I found in gen_test_char.c

        if (!apr_isalnum(c) && !strchr("$-_.+!*'(),:@&=~", c)) {
            flags |= T_ESCAPE_PATH_SEGMENT;
        }

which reads to me if the char is not alpha-numeric and not $-_.+!*'(),:@&=~ flag it as T_ESCAPE_PATH_SEGMENT. But the problem is, that we don't want to exclude those special characters here. The B flag works pretty well if you request e.g. %22%23 (-> "# --> %22%23).

> I'm sitting here with a wretched cold

I hope you will get well soon!
Comment 11 Nick Kew 2008-12-30 16:09:33 UTC
OK, I've verified that reverting r589343 fixes "B" flag breakage, and reverted it in trunk.  Thanks for the analysis.
Comment 12 Bob Ionescu 2008-12-30 16:40:39 UTC
Just one question beyond (may be better at dev@?): How should we handle a slash? Currently (AFAICR), the B flag escapes '/' into '%2f', too. That could be a "problem" in per-dir context, if the filepath is being changed by a backreference containing a slash, too. The escaping of the path itself wouldn't be a problem due to the internal redirect processing,* except the encoded slash and may be the space, which should be changed into %20 again, I think.

Or should we consider the B flag to be unsupported, if s/o uses a backreference in the path and queryString simultaneously?

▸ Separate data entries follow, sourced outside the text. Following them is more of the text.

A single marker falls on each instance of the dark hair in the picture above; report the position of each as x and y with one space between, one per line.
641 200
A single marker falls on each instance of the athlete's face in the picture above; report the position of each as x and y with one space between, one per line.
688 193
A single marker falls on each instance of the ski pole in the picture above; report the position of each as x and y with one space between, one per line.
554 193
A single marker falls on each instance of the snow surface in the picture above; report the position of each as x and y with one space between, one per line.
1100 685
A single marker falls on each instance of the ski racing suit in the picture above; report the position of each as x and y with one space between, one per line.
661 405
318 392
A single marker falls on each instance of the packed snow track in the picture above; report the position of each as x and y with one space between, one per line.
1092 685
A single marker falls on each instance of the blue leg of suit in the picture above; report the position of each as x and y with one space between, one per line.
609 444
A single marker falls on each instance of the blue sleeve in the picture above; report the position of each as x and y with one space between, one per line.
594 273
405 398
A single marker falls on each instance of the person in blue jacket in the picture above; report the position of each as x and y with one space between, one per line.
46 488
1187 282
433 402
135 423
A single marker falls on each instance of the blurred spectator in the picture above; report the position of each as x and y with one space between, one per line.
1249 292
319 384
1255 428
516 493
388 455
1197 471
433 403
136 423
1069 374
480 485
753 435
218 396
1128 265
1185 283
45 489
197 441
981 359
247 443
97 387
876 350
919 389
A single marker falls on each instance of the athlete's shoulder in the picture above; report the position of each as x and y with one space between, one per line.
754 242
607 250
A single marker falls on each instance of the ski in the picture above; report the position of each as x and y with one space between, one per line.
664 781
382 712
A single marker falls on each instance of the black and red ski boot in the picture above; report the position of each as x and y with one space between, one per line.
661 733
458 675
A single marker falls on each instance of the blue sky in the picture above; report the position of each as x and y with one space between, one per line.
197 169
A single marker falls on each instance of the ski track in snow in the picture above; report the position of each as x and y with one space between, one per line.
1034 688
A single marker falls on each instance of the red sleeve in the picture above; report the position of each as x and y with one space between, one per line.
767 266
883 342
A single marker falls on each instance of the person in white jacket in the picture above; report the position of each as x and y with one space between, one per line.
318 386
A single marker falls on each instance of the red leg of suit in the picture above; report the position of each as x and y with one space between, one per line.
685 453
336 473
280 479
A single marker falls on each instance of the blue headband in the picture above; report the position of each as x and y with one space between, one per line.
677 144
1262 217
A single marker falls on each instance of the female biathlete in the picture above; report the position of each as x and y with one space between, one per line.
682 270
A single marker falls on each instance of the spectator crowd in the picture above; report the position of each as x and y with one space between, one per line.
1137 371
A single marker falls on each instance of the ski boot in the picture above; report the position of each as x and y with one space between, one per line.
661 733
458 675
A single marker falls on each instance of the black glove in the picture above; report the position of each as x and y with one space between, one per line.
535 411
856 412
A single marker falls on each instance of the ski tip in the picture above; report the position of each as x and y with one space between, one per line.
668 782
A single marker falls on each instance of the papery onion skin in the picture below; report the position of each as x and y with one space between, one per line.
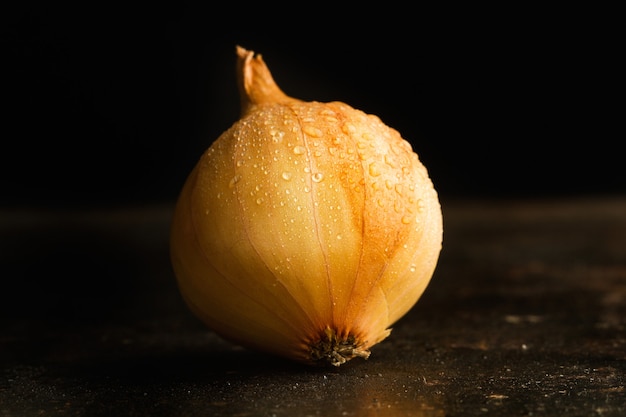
306 229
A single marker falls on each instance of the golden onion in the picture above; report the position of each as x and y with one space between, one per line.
306 229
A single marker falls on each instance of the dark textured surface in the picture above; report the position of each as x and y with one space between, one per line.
525 316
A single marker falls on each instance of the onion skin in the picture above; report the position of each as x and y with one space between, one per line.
306 229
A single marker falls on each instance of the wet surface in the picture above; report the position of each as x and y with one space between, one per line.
526 315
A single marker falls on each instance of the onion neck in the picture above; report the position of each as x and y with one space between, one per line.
255 82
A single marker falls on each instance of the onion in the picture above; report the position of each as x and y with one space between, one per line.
306 229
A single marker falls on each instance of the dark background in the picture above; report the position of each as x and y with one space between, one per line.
109 105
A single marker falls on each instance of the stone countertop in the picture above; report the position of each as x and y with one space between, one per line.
525 315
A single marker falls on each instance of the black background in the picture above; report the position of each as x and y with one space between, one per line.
110 105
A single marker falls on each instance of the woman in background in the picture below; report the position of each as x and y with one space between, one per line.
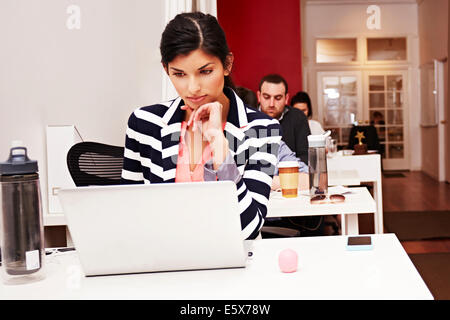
207 133
302 102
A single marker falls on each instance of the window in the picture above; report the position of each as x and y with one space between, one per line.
336 50
386 49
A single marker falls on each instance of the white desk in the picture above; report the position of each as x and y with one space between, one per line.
358 201
369 170
386 272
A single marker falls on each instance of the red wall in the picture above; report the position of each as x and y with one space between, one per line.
264 36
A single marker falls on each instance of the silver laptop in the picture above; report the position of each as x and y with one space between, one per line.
156 227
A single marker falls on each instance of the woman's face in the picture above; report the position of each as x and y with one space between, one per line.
198 77
302 106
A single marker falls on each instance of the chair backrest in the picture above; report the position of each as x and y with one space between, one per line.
93 163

(* in per-server context unescape map for the path)
Comment 13 Nick Kew 2009-01-07 17:25:56 UTC
Fix backported to 2.2 in r732578
Comment 14 Mårten Berglund 2009-05-14 04:35:47 UTC
Thanks for all the work! However, is it supposed to work now in e.g. 2.2.11? I tried my testpage above (see first post above) and it still doesn't work, even though my server now has Apache 2.2.11.
Comment 15 Dan Poirier 2009-05-14 05:34:01 UTC
2.2.11 was released before this fix was backported to the 2.2 code stream.  Look for the fix in 2.2.12 when that comes out.